Por Marcello Ambrósio
A guerra entre Estados Unidos e Irã entra em seu sétimo dia com uma retórica inflamada que aponta para um conflito prolongado e de proporções catastróficas. O chanceler iraniano, Abbas Araghchi, declarou abertamente que o país está “esperando” por uma invasão terrestre norte-americana, afirmando que o confronto direto seria um “desastre” para os EUA. Paralelamente, a Guarda Revolucionária Islâmica anunciou a chegada de “armas e iniciativas inéditas” e já disparou o primeiro míssil Khayber contra Tel Aviv.
As frentes de tensão:
- Desafio Iraniano: Teerã afirma que, apesar da perda de Ali Khamenei, o sistema de comando foi recomposto e o país está pronto para uma “guerra sagrada” muito mais intensa que os conflitos anteriores. O governo iraniano aposta em tecnologias militares ainda não reveladas para desferir “golpes dolorosos” nos adversários.
- Intervenção de Trump: Em entrevista à NBC, o presidente Donald Trump elevou o tom ao afirmar que pretende participar pessoalmente da escolha do sucessor de Khamenei. Trump classificou Mojtaba Khamenei (filho do falecido líder e favorito na sucessão) como um “peso morto” e “inaceitável”, comparando a situação à intervenção que removeu Nicolás Maduro na Venezuela no início de 2026.
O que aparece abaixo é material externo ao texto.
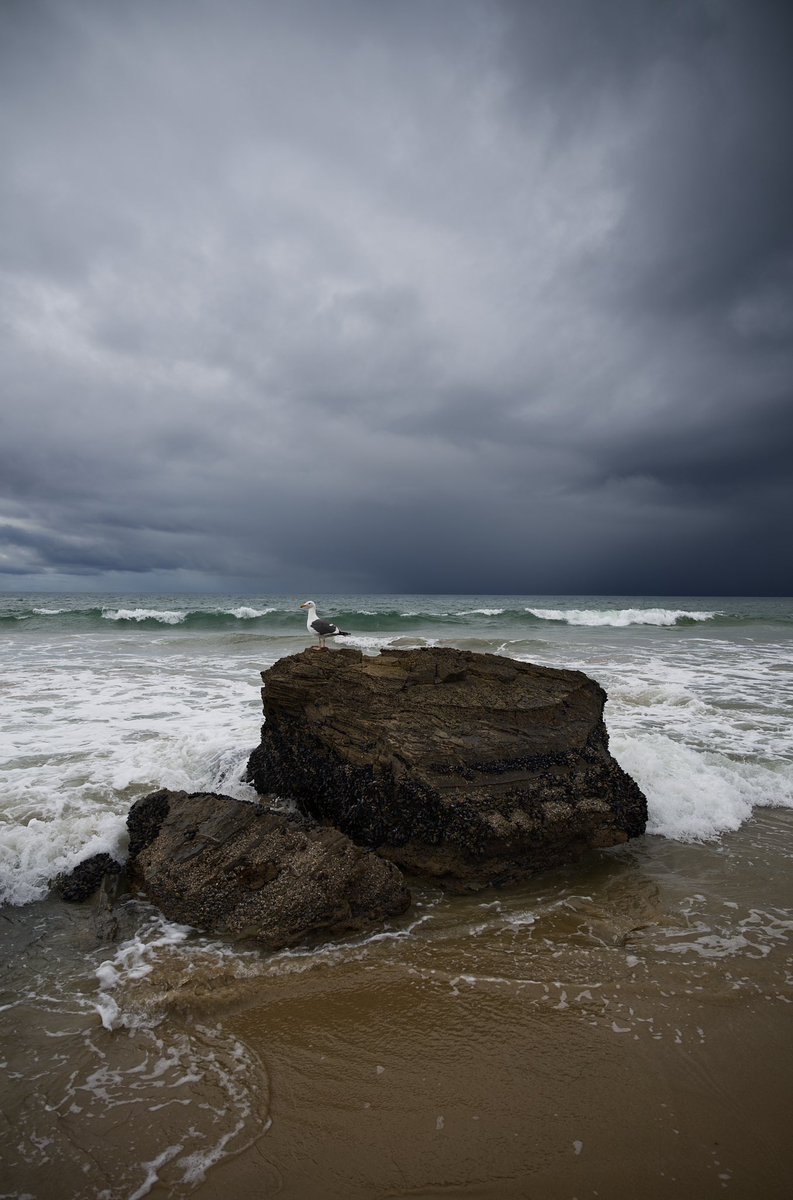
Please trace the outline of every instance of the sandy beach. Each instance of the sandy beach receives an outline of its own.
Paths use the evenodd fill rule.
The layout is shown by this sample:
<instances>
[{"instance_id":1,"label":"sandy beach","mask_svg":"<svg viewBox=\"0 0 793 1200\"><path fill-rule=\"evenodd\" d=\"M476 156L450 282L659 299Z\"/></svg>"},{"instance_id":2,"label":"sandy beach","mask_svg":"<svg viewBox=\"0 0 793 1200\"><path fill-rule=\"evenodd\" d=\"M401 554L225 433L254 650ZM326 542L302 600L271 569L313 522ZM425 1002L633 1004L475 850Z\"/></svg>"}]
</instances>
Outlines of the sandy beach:
<instances>
[{"instance_id":1,"label":"sandy beach","mask_svg":"<svg viewBox=\"0 0 793 1200\"><path fill-rule=\"evenodd\" d=\"M126 1028L94 1025L104 1074L81 1068L73 1044L63 1080L55 1066L43 1095L16 1110L6 1076L7 1146L48 1107L60 1117L50 1129L60 1153L35 1171L17 1161L6 1186L200 1200L781 1200L793 1039L789 921L775 914L789 898L791 837L793 814L765 811L716 855L648 838L531 885L419 890L416 909L377 938L222 961L174 946L130 972L137 1028L129 1017ZM40 942L29 964L31 949ZM134 1060L155 1016L161 1059L146 1083ZM24 1053L43 1059L51 1031L19 1032ZM191 1034L217 1040L174 1080L184 1099L164 1103L167 1046ZM59 1102L81 1070L88 1111ZM193 1157L203 1178L186 1183L177 1154L186 1115L202 1110L208 1142L220 1130L226 1141L215 1165Z\"/></svg>"},{"instance_id":2,"label":"sandy beach","mask_svg":"<svg viewBox=\"0 0 793 1200\"><path fill-rule=\"evenodd\" d=\"M754 846L793 833L787 813L758 825ZM728 839L726 854L742 840ZM692 872L701 853L690 852ZM499 952L491 931L475 950L449 937L432 953L271 980L264 1002L231 1025L268 1064L272 1126L200 1194L788 1195L783 962L749 947L738 971L718 956L648 953L676 928L671 863L652 848L623 857L632 862L618 883L606 866L577 879L595 896L588 917L574 903L553 940L525 953ZM784 862L776 866L755 891L760 907L789 896ZM450 908L473 917L481 903ZM644 928L621 929L650 909ZM458 935L461 916L450 914Z\"/></svg>"}]
</instances>

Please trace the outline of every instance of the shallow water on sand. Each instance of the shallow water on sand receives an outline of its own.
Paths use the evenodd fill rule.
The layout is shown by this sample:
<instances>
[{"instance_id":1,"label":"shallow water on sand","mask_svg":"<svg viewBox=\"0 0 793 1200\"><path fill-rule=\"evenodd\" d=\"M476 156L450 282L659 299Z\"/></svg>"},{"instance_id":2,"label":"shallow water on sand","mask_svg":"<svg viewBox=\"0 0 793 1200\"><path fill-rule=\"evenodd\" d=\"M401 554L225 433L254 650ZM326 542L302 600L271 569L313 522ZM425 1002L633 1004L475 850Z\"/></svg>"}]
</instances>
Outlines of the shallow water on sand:
<instances>
[{"instance_id":1,"label":"shallow water on sand","mask_svg":"<svg viewBox=\"0 0 793 1200\"><path fill-rule=\"evenodd\" d=\"M5 910L5 1193L786 1195L792 838L769 810L716 852L418 888L276 955Z\"/></svg>"}]
</instances>

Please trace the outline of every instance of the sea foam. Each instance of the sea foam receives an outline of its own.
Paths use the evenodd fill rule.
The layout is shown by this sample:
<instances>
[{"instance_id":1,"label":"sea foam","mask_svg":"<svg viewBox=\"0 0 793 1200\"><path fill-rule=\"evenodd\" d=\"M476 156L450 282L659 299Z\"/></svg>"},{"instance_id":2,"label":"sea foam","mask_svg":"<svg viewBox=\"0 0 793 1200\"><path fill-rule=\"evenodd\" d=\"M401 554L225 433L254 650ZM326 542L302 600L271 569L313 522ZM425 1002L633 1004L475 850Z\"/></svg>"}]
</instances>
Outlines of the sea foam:
<instances>
[{"instance_id":1,"label":"sea foam","mask_svg":"<svg viewBox=\"0 0 793 1200\"><path fill-rule=\"evenodd\" d=\"M681 842L738 829L759 807L793 807L793 767L736 762L663 733L619 733L611 749L647 796L647 832Z\"/></svg>"},{"instance_id":2,"label":"sea foam","mask_svg":"<svg viewBox=\"0 0 793 1200\"><path fill-rule=\"evenodd\" d=\"M714 612L691 612L683 608L527 608L541 621L562 621L567 625L677 625L682 621L711 621Z\"/></svg>"},{"instance_id":3,"label":"sea foam","mask_svg":"<svg viewBox=\"0 0 793 1200\"><path fill-rule=\"evenodd\" d=\"M224 608L222 611L227 617L236 617L238 621L255 621L257 617L266 617L268 613L278 612L278 609L248 608L243 604L239 608Z\"/></svg>"},{"instance_id":4,"label":"sea foam","mask_svg":"<svg viewBox=\"0 0 793 1200\"><path fill-rule=\"evenodd\" d=\"M42 899L100 852L123 859L126 816L158 787L253 799L243 782L258 738L255 671L225 658L141 663L61 653L5 682L0 729L0 900ZM89 665L90 664L90 665ZM245 686L247 681L248 686ZM42 712L46 717L42 719Z\"/></svg>"},{"instance_id":5,"label":"sea foam","mask_svg":"<svg viewBox=\"0 0 793 1200\"><path fill-rule=\"evenodd\" d=\"M42 811L46 806L42 806ZM29 904L49 891L59 875L94 854L126 856L126 813L50 811L0 829L0 904Z\"/></svg>"},{"instance_id":6,"label":"sea foam","mask_svg":"<svg viewBox=\"0 0 793 1200\"><path fill-rule=\"evenodd\" d=\"M105 608L106 621L160 621L163 625L180 625L187 613L159 608Z\"/></svg>"}]
</instances>

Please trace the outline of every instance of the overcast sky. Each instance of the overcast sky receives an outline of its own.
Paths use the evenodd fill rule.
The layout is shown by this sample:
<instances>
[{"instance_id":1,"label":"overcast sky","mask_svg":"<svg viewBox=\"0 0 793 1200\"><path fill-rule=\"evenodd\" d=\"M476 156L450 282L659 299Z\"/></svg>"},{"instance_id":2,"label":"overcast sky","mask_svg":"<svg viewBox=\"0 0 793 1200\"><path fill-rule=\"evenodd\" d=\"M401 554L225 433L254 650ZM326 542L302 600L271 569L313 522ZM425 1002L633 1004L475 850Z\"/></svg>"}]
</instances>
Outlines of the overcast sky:
<instances>
[{"instance_id":1,"label":"overcast sky","mask_svg":"<svg viewBox=\"0 0 793 1200\"><path fill-rule=\"evenodd\" d=\"M0 0L0 589L793 592L793 4Z\"/></svg>"}]
</instances>

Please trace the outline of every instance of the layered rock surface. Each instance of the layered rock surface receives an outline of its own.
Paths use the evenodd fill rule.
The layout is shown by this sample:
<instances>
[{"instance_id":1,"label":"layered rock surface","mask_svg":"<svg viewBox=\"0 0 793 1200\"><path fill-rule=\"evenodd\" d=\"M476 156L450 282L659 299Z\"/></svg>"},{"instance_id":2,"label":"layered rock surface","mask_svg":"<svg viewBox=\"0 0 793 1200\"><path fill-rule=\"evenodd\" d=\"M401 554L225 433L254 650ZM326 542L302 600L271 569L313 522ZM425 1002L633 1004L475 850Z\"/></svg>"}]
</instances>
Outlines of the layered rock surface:
<instances>
[{"instance_id":1,"label":"layered rock surface","mask_svg":"<svg viewBox=\"0 0 793 1200\"><path fill-rule=\"evenodd\" d=\"M452 889L504 883L644 832L579 671L447 648L304 651L262 673L249 777Z\"/></svg>"},{"instance_id":2,"label":"layered rock surface","mask_svg":"<svg viewBox=\"0 0 793 1200\"><path fill-rule=\"evenodd\" d=\"M271 950L403 912L390 862L336 829L213 793L153 792L127 818L130 884L174 921Z\"/></svg>"}]
</instances>

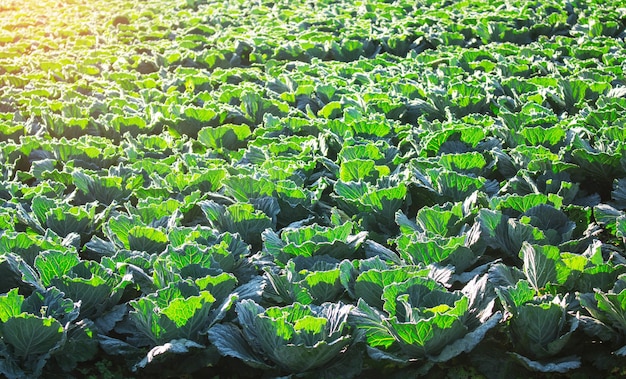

- Guerra por Procuração: Enquanto o Pentágono projeta intensificar as operações, Trump busca apoio da Ucrânia para lidar com drones no Oriente Médio, ao mesmo tempo em que pressiona o governo ucraniano a encerrar a guerra com a Rússia.
Cenário Global
Atualmente, cerca de 20 países já estão envolvidos de alguma forma no conflito, seja por apoio militar, diplomático ou por abrigarem bases estratégicas. Analistas acreditam que o Irã tenta arrastar a guerra para aumentar os custos operacionais dos EUA, enquanto Washington busca uma solução definitiva que instale um líder “harmônico” em Teerã.